「この資料、結局どうなってるの?」会議で何度そう聞かれたことがあるでしょうか。数値がびっしり並んだExcelの報告書を共有しても、受け取った側が隅々まで読んでくれるとは限りません。むしろ、ちらっと見て「まあ、あとで確認しよう」と後回しにされてしまうことのほうが多いですよね。これ、実は私も最初にすごく悩んだポイントなんです。
でも、安心してください。判定結果を文字列ではなくアイコン画像で自動的に切り替えて表示するテクニックを使えば、見た瞬間に「良い・普通・悪い」が誰でも直感的にわかる資料に大変身します。今回は、その具体的なやり方を初心者でも迷わないように丁寧に解説します。
- IFS関数とINDIRECT関数、名前定義を組み合わせて判定結果に連動したアイコン画像を自動切替する方法の全手順。
- 数式セルに直接セル参照を入れてしまう「よくある失敗」の原因と、正しい回避策。
- 最新のMicrosoft 365ならさらに簡単になるIMAGE関数を使った新しいアプローチ。
- なぜ文字列の判定結果だけでは伝わらないのか?
- 準備するもの、アイコン画像とセル範囲の名前付け
- 失敗例から学ぶ、なぜ「=$G」と入力してもダメなのか?
- INDIRECT関数と名前定義の組み合わせが解決の鍵
- 2026年最新、Microsoft 365ならIMAGE関数でさらに簡単に!
- もっと伝わる資料にするための実践的な応用テクニック
- VBAで判定画像切替を完全自動化する実践コード集
- 現場で実際に起きたトラブルとその解決策
- アイコン切替と組み合わせると生産性が爆上がりする関連テクニック
- ぶっちゃけこうした方がいい!
- 判定結果の画像表示に関するよくある質問
- 今すぐパソコンやスマホの悩みを解決したい!どうしたらいい?
- まとめ
なぜ文字列の判定結果だけでは伝わらないのか?
たとえば、部署の月次達成率を報告する表があるとします。セルに「普通」と書いてあっても、パッと見ただけでは「良いのか悪いのかわからない」と感じる人が続出します。これは当然の話で、人間の脳は文字を読む前に色や形で情報を処理するという特性があるからです。

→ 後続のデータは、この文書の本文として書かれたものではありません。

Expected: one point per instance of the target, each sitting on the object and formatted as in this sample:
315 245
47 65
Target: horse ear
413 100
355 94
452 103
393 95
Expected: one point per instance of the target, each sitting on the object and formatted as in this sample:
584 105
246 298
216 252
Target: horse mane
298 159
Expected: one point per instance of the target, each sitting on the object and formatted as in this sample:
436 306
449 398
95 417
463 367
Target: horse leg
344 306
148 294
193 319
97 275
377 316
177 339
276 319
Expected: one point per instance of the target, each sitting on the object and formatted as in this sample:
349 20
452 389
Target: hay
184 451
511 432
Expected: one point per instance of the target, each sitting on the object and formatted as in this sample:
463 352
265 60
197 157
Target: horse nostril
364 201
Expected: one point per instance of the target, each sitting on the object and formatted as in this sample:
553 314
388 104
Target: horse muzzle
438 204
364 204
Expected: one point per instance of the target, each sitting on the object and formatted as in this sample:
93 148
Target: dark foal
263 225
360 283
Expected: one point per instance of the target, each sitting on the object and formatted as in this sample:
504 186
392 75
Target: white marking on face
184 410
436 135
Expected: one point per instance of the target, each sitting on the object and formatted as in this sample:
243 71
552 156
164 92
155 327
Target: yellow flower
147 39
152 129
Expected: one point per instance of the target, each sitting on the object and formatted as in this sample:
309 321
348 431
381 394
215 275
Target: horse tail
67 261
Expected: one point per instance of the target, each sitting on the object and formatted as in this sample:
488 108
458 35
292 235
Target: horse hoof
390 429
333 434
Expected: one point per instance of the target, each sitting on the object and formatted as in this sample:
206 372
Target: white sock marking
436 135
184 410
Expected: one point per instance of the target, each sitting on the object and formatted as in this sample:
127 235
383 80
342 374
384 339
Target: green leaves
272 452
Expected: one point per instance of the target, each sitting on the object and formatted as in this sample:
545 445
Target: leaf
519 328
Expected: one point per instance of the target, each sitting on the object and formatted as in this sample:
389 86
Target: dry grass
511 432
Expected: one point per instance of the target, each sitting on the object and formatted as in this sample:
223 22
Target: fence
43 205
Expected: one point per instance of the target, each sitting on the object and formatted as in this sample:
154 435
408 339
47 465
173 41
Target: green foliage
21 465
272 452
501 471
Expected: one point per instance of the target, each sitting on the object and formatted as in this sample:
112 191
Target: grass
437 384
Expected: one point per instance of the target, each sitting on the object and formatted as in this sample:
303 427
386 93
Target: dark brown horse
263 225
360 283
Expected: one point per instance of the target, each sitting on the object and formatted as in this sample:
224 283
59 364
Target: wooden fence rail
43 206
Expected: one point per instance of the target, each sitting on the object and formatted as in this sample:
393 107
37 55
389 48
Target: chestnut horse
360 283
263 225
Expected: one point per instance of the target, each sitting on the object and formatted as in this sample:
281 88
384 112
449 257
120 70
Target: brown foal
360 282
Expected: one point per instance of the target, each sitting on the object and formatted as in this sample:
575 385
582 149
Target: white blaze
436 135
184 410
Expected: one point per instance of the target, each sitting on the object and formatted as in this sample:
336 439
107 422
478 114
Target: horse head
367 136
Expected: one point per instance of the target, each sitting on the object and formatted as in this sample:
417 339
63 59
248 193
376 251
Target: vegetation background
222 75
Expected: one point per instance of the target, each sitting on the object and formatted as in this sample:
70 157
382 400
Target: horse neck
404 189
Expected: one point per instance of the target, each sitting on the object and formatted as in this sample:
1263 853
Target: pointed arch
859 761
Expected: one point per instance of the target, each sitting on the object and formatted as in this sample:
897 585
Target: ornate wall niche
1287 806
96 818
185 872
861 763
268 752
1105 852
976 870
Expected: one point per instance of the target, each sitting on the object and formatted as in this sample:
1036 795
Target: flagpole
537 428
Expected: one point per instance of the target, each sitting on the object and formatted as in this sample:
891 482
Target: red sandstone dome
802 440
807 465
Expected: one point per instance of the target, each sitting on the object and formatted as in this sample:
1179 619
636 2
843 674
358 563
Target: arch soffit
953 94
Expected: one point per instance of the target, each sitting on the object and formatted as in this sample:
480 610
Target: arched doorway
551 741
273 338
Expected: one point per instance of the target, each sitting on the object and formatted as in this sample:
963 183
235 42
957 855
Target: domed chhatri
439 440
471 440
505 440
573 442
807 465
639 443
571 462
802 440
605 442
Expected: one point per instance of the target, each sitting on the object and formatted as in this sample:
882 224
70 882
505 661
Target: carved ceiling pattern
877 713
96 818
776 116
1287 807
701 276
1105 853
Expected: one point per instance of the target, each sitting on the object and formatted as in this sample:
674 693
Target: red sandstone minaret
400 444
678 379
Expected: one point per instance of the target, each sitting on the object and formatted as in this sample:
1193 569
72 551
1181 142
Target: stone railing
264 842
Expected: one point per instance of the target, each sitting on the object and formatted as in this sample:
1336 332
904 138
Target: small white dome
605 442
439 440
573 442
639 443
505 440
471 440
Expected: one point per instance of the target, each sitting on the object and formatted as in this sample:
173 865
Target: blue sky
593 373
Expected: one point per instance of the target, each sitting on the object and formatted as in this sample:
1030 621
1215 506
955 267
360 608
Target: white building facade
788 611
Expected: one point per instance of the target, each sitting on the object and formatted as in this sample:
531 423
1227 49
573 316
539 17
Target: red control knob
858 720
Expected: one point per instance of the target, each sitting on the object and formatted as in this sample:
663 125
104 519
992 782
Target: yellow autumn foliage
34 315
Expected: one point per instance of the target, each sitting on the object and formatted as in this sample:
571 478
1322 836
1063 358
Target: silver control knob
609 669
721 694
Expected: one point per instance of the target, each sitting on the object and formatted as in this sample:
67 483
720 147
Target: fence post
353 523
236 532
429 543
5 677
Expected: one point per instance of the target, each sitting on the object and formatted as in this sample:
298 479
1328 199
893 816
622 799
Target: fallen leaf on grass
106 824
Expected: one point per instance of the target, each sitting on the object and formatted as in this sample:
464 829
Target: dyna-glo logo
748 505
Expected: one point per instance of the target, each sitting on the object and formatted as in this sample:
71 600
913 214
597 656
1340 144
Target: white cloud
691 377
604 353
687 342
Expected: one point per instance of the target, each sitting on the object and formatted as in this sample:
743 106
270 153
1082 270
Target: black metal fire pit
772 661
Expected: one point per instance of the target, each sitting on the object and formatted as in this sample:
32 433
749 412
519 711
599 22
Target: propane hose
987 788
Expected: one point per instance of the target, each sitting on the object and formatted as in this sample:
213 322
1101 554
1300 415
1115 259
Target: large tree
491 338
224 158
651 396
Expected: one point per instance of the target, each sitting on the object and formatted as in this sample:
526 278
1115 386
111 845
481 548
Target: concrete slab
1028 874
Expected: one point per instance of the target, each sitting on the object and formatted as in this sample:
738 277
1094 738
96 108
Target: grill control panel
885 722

心理学的には「前注意的処理(Pre-attentive Processing)」と呼ばれるこの仕組みにより、アイコンや色は文字よりも圧倒的に速く認識されます。グローバルのビジネスシーンでも、ダッシュボードや報告書に視覚的インジケーターを取り入れることはいまや当たり前になっています。文字列だけの資料から画像を使った資料に切り替えるだけで、会議でのコミュニケーションコストが大幅に下がるんです。大丈夫、難しい設定は一切いりません。
準備するもの、アイコン画像とセル範囲の名前付け
まず、「良い・普通・悪い」の3種類に対応するアイコン画像をExcelシート上に配置します。Excelに標準搭載されているアイコン機能を使えば追加の素材は不要です。ここで最初の重要なポイントがあります。画像はセル範囲にピッタリ収まるように配置することです。画像がセルからはみ出していると、後のリンク設定がうまくいかないので注意してください。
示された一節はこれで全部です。